Upon being promoted to the rank of Major General, he commanded a division in Kharian, Punjab. He later served as a divisional commander during the government of Muhammad Zia-ul-Haq. As a Major General, he was posted as Chief of General Staff from 1978 to March 1980. He was also assigned to command IV Corps with his last promotion of lieutenant general, during which he also served as governor of Punjab.

==Surviving a plane crash==
After serving as a governor of Punjab, he was sent from Rawalpindi to Quetta with his second appointment as Governor of Balochistan in 1984. However, his Cessna aircraft crashed in a remote area and pilot Nadir Imtiaz Saigal and ADC died in the aviation accident and Lodi received minor injuries.

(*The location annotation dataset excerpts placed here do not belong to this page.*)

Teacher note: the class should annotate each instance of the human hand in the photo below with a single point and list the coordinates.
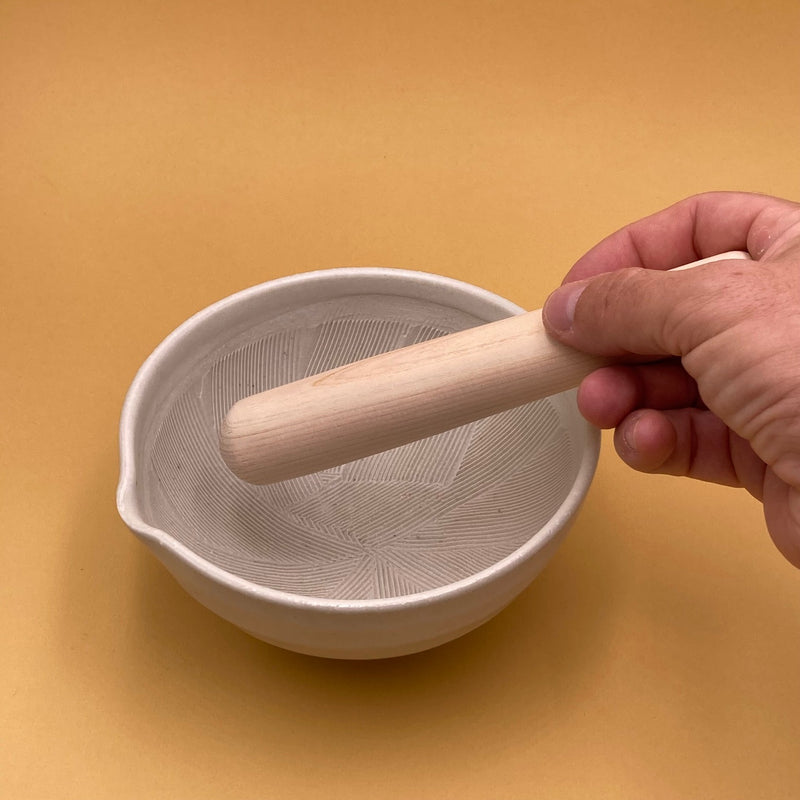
(711, 387)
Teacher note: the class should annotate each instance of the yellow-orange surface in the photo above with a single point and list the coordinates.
(156, 156)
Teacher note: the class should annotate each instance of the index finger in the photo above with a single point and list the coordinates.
(695, 228)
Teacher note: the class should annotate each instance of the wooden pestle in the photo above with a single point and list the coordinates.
(399, 397)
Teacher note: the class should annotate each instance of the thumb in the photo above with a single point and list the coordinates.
(647, 312)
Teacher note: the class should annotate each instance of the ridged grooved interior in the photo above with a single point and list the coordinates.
(397, 523)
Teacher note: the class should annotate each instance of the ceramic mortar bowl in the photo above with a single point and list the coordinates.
(386, 556)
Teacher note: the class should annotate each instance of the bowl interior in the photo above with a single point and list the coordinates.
(401, 522)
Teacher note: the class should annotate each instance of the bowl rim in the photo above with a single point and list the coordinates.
(129, 507)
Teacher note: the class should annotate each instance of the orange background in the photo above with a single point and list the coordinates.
(156, 156)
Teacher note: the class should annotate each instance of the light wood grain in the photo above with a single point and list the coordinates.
(399, 397)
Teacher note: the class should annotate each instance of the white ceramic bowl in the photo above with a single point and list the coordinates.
(390, 555)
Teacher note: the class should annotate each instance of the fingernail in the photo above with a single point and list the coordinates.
(559, 309)
(629, 432)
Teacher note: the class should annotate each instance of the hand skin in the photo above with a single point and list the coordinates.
(710, 387)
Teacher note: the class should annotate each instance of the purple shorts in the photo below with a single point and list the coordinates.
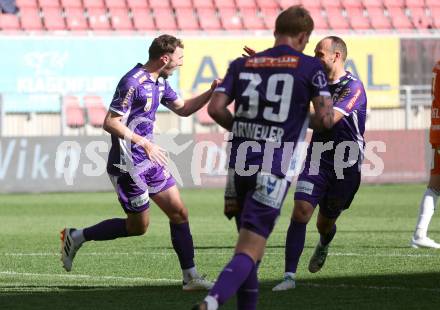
(260, 197)
(134, 192)
(332, 194)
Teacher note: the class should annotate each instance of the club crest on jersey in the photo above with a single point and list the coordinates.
(270, 186)
(319, 79)
(148, 104)
(128, 96)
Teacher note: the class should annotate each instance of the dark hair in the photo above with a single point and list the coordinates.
(338, 45)
(293, 21)
(162, 45)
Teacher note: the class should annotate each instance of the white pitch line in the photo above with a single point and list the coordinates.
(86, 277)
(140, 279)
(201, 252)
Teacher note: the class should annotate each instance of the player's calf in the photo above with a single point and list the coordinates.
(69, 247)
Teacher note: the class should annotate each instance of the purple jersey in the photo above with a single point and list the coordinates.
(136, 99)
(272, 92)
(349, 98)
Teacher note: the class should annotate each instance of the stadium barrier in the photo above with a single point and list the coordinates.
(53, 164)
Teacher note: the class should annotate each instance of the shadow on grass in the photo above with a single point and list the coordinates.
(393, 291)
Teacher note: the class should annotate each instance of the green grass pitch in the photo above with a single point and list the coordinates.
(370, 265)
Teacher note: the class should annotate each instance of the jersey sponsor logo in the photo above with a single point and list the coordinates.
(341, 96)
(257, 132)
(319, 79)
(304, 187)
(138, 74)
(353, 100)
(148, 104)
(287, 61)
(142, 79)
(139, 201)
(128, 96)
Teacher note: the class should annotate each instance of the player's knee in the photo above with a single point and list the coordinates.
(323, 229)
(180, 215)
(302, 214)
(137, 229)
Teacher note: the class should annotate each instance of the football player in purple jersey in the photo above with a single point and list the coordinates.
(332, 169)
(137, 166)
(272, 92)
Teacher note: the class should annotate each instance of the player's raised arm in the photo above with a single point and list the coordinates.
(188, 107)
(323, 118)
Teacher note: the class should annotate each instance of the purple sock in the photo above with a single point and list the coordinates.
(247, 295)
(326, 239)
(183, 244)
(296, 236)
(238, 221)
(106, 230)
(232, 277)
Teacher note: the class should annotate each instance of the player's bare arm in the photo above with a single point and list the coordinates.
(324, 116)
(217, 109)
(113, 125)
(188, 107)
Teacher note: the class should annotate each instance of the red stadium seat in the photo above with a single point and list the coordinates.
(284, 4)
(53, 19)
(137, 4)
(186, 19)
(357, 19)
(420, 19)
(319, 20)
(436, 21)
(75, 19)
(198, 4)
(394, 3)
(336, 20)
(120, 19)
(352, 4)
(96, 110)
(269, 16)
(246, 4)
(331, 4)
(143, 20)
(164, 19)
(373, 3)
(49, 3)
(73, 113)
(21, 4)
(178, 4)
(71, 3)
(432, 4)
(94, 4)
(378, 20)
(98, 19)
(159, 4)
(251, 20)
(208, 19)
(414, 3)
(9, 22)
(30, 19)
(399, 20)
(224, 3)
(311, 4)
(271, 4)
(230, 19)
(115, 4)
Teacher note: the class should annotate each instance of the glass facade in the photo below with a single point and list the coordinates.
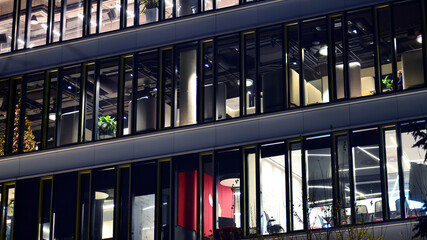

He was admitted to a local hospital where the doctors gave him a unnecessary blood transfusion that infected him with malaria and later hepatitis C. The infectious disease damaged his liver and he was subsequently airlifted to the Combined Military Hospital Rawalpindi where he recovered from disease, and he resumed his duties in Quetta.

==Later life==
After retiring from the services, he moved to Karachi on the request of his wife where he spent his last days and started teaching in a law college in Karachi, and used to wrote articles for newspapers, including Dawn newspaper and Outlook magazine.

As a defence writer, he was among the others who outlined the use of the basic principles of the nuclear doctrine of Pakistan.

== Articles ==
- Lt. Gen. Sardar F. S. Lodi (Retd., Pakistan Army), Pakistan’s Nuclear Doctrine, Pakistan Defence Journal, 1999.